|ZFIN ID: ZDB-PUB-200515-13|
Epigenetic factors Dnmt1 and Uhrf1 coordinate intestinal development
Ganz, J., Melancon, E., Wilson, C., Amores, A., Batzel, P., Strader, M., Braasch, I., Diba, P., Kuhlman, J.A., Postlethwait, J.H., Eisen, J.S.
|Source:||Developmental Biology 455: 473-484 (Journal)|
|Registered Authors:||Amores, Angel, Braasch, Ingo, Eisen, Judith S., Ganz, Julia, Kuhlman, Julie, Postlethwait, John H., Wilson, Catherine|
|Keywords:||DNA methylation, Enteric nervous system, Hirschsprung disease, Intestinal development, Intestinal epithelium, Intestinal smooth muscle|
|PubMed:||31394080 Full text @ Dev. Biol.|
Ganz, J., Melancon, E., Wilson, C., Amores, A., Batzel, P., Strader, M., Braasch, I., Diba, P., Kuhlman, J.A., Postlethwait, J.H., Eisen, J.S. (2019) Epigenetic factors Dnmt1 and Uhrf1 coordinate intestinal development. Developmental Biology. 455:473-484.

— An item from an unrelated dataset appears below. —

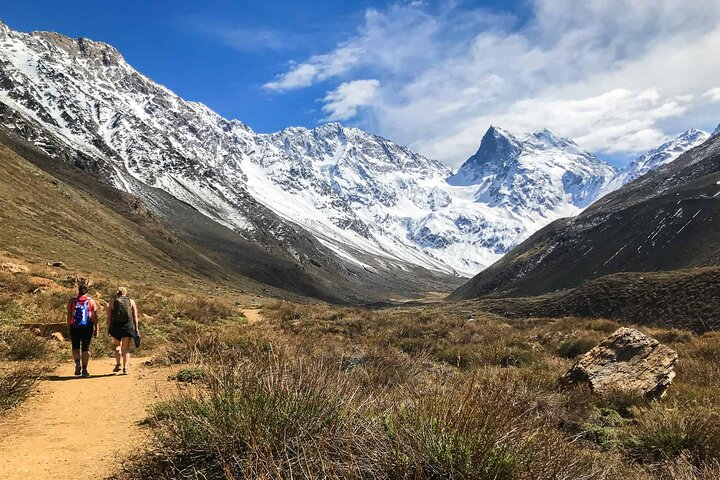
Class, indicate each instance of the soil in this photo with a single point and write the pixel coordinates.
(80, 427)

ABSTRACTIntestinal tract development is a coordinated process involving signaling among the progenitors and developing cells from all three germ layers. Development of endoderm-derived intestinal epithelium has been shown to depend on epigenetic modifications, but whether that is also the case for intestinal tract cell types from other germ layers remains unclear. We found that functional loss of a DNA methylation machinery component, ubiquitin-like protein containing PHD and RING finger domains 1 (uhrf1), leads to reduced numbers of ectoderm-derived enteric neurons and severe disruption of mesoderm-derived intestinal smooth muscle. Genetic chimeras revealed that Uhrf1 functions both cell-autonomously in enteric neuron precursors and cell-non-autonomously in surrounding intestinal cells, consistent with what is known about signaling interactions between these cell types that promote one another's development. Uhrf1 recruits the DNA methyltransferase Dnmt1 to unmethylated DNA during replication. Dnmt1 is also expressed in enteric neurons and smooth muscle progenitors. dnmt1 mutants have fewer enteric neurons and disrupted intestinal smooth muscle compared to wildtypes. Because dnmt1;uhrf1 double mutants have a similar phenotype to dnmt1 and uhrf1 single mutants, Dnmt1 and Uhrf1 must function together during enteric neuron and intestinal muscle development. This work shows that genes controlling epigenetic modifications are important to coordinate intestinal tract development, provides the first demonstration that these genes influence development of the ENS, and advances uhrf1 and dnmt1 as potential new Hirschsprung disease candidates.